I’m a writer in my (rapidly-growing) hometown.
I want to curate a lovely space, so I started this account to share beautiful, illuminating things I find across the digital realm.
This account, and my principles are:
Pro-choice (abortion is healthcare)
Pro-union
Pro-abolition
LGBTQ+
Trans liberation (TERFs, get a goddamn hobby and step off)
Celebrate diverse bodies
Climate Justice
Anti-racist
Anti-xenophobia
Anti-fascist
Anti-capital punishment
Sex work is work
End gun violence
Disability justice
Indigenous justice
Housing first
Love over violence
Our liberation is collective, as is our struggle. It is in the interest of the ruling powers to divide us, and view our fellow marginalized community members as enemies. By pitting us against each other, the ruling class, that wretched machine for white supremacy misogyny, capitalism, and colonialism, continue their destruction of the planet and the genocide of our most vulnerable unabated.

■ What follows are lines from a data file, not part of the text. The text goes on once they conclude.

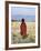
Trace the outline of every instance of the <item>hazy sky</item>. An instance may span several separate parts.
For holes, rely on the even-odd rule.
[[[12,7],[11,8],[11,19],[21,20],[35,20],[35,8],[24,8],[24,7]]]

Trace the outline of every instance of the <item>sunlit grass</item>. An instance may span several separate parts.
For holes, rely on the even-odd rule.
[[[12,43],[34,43],[35,42],[35,22],[25,22],[27,23],[27,35],[20,34],[20,24],[21,22],[11,23],[11,40]]]

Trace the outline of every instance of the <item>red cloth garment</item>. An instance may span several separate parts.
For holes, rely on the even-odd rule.
[[[25,23],[21,23],[20,31],[21,31],[21,35],[25,35],[27,34],[27,26],[25,26]]]

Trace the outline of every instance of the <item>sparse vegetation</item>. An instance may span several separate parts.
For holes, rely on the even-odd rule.
[[[35,42],[35,22],[25,22],[27,23],[27,35],[20,34],[20,24],[21,22],[11,23],[11,43],[34,43]]]

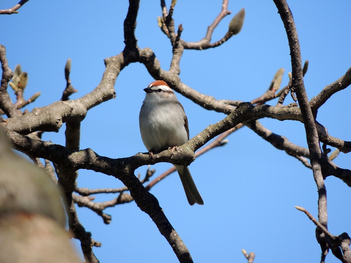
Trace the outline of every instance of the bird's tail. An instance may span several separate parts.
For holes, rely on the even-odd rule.
[[[192,205],[196,203],[199,204],[203,204],[204,201],[194,182],[188,167],[174,166],[180,177],[180,181],[183,184],[189,203],[191,205]]]

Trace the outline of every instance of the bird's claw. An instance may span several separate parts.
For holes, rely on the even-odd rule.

Only when we are able to build power as a community, recognize that the material for one does not mean the loss and oppression of another, and dedicate ourselves to building a world where labor and productivity is not the rent we pay for basic human rights and dignity, are we able to work towards a world that lives up to the principles of equal rights and liberty.
I also love vintage sweaters, coffee, and lifting heavy things.